Any or all of the above can be true. In particular, America probably has a wider spread of intelligence, because we have vast (but sparsely populated) tracts of interior rural land that Europe simply lacks. There are plenty of (as we sometimes call it) hicks from the sticks.
It is the urban areas along the coastlines where you will find the greatest diversity of races and languages and cultures, the most universities and the most-educated people, the most tolerance, etc. On average we may be the same, like these numbers here:
1, 2, 3, 5, 6, 6, 7, 8, 8, 9
3, 4, 4, 4, 5, 5, 7, 7, 8, 8
Both series of numbers have the same average. But you could also indisputably say that the first list has lower numbers (i.e., Americans are dumber because their list contains lower numbers).
How do you tell who is “dumb”? First - read Freakonomics; the major indicator of a person’s success in life is the education level of their parents. This isn’t to say that the offspring of the underprivileged will always fail - but generally, yess, they will struggle. Of course, statistics never tell the whole story - based on stats, the average person has one testicle and one breast. But, if you can’t read by grade 6, you probably ain’t never gonna be the next Hemingway, no matter how many bulls you fight.
Yes, this is why North America eschews elitism, to one extent - the stratification of society was used to stream the “wrong” people. I’m sure very few blacks were streamed for higher education (heck, for high school) no matter how much promise they showed in the 1950’s. Royalty in Europe, of course, had their own elite schools where the cream of Europe (“thick and rich floaters”) was taught to rise to the top no matter what it took; and nepotism found niches for the less capable.

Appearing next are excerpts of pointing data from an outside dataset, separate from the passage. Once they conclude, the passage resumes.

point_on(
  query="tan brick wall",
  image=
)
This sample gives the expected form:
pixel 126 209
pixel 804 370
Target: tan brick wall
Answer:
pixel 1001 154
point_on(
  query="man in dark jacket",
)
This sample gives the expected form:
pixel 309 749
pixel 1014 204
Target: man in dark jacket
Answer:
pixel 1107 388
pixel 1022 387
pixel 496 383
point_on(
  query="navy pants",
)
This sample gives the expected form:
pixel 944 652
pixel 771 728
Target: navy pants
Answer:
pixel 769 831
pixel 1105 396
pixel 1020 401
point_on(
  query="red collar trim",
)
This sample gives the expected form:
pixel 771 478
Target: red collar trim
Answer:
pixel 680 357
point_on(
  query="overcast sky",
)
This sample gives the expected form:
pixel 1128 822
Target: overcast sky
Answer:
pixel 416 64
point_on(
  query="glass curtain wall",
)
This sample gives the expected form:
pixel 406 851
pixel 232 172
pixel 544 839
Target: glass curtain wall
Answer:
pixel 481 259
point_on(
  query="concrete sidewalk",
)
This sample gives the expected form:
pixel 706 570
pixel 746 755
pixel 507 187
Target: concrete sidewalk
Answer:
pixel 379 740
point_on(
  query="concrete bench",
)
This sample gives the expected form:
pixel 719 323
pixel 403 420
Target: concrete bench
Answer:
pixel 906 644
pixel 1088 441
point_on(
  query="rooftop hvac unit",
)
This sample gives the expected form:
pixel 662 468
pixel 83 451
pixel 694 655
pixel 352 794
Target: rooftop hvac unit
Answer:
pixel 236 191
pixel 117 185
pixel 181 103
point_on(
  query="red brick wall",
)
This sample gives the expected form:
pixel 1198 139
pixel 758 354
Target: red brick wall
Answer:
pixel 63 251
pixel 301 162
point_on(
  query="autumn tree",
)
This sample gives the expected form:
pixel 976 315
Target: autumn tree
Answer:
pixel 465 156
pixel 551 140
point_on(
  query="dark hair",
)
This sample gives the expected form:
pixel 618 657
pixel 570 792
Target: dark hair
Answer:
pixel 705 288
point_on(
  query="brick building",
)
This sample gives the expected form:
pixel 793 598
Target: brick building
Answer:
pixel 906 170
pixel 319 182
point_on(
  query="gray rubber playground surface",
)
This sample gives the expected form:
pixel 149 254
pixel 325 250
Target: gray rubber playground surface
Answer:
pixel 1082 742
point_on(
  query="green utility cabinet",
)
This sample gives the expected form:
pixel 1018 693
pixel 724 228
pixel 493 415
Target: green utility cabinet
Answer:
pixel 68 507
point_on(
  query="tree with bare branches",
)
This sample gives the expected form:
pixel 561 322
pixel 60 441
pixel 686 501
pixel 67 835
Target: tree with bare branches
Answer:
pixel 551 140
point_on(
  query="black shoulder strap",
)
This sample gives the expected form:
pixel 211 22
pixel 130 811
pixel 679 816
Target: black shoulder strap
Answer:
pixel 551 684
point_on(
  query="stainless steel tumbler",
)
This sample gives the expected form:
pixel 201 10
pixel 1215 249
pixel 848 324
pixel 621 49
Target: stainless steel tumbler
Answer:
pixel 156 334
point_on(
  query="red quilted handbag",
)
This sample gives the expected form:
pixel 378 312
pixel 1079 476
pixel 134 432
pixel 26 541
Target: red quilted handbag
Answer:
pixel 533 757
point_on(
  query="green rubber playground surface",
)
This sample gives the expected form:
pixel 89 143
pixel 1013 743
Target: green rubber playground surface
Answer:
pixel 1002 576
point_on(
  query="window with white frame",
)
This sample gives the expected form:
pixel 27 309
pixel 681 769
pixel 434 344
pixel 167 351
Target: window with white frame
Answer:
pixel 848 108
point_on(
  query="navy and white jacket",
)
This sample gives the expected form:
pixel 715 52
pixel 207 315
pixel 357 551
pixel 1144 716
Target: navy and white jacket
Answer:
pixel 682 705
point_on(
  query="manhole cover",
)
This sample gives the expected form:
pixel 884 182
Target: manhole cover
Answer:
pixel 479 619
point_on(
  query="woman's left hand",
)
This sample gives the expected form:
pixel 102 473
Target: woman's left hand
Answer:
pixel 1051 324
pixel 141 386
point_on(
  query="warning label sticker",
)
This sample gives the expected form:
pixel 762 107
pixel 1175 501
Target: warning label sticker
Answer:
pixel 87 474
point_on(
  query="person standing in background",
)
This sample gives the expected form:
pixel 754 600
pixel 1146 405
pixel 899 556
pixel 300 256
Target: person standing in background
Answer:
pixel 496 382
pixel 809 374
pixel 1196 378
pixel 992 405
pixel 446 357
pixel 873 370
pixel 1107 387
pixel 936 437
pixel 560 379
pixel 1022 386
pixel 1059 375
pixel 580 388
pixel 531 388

Regardless, it goes back to the euro-abbeys in the middle ages - the more promising of the lowly peons were taken in, given a full education and could rise to be advisors to the kings and princes. Their education system, like the Chinese, still values book learnin’ for its own sake. American universities have scholarships, but no on the scale of the systems that have been in place in Europe to facilitate the education of the brightest.
Americans aren’t dumber - just less widely educated. OTOH, read Robert Heinlein’s diatribe in one of his posthumous books about his father’s education; the farmboys of Kentucky who showed promise, could be taught latin by high school, the most promising also Greek ina a one-room schoolhouse; a relative of mine, pushing 75, still has his schoolbooks where they read the Aenid and Virgil in orginal latin in a Pennsylvania school. What do we teach kids today that can compare to that in intensity of knowledge?
This maybe is another good myth for Cecil to tackle. A more in depth look at this that I once read determined that no, Einstein actually did quite well as a child. Apparently, one year during his schooling the area’s marking system was changed to match the country norm (inverted, as I recall) so reading Albert’s list of marks over the years made him appear to go from top to bottom of the heap. Actually he stayed at the top. One person read the marks, made the comment, and it has followed him like a bad internet reference for most of a century - perhaps because it makes such a pleasing moral.
I think this “Who wants to be a Millionaire” clip from France should prove that Europe is at least equally as dumb as the U.S.
Just exactly how multilingual are Europeans really anyway? I’ve met many who did not speak other than their native language. I bought into the “Europeans speak lots of languages” bit in my younger days and then was astonished when I got to know a German couple in Texas, and the wife said she did not learn English or any other language until an adult and that was only because she was going to the US with her husband. Then tooling around Central Europe on my own, the towns and villages were filled with unilingual people.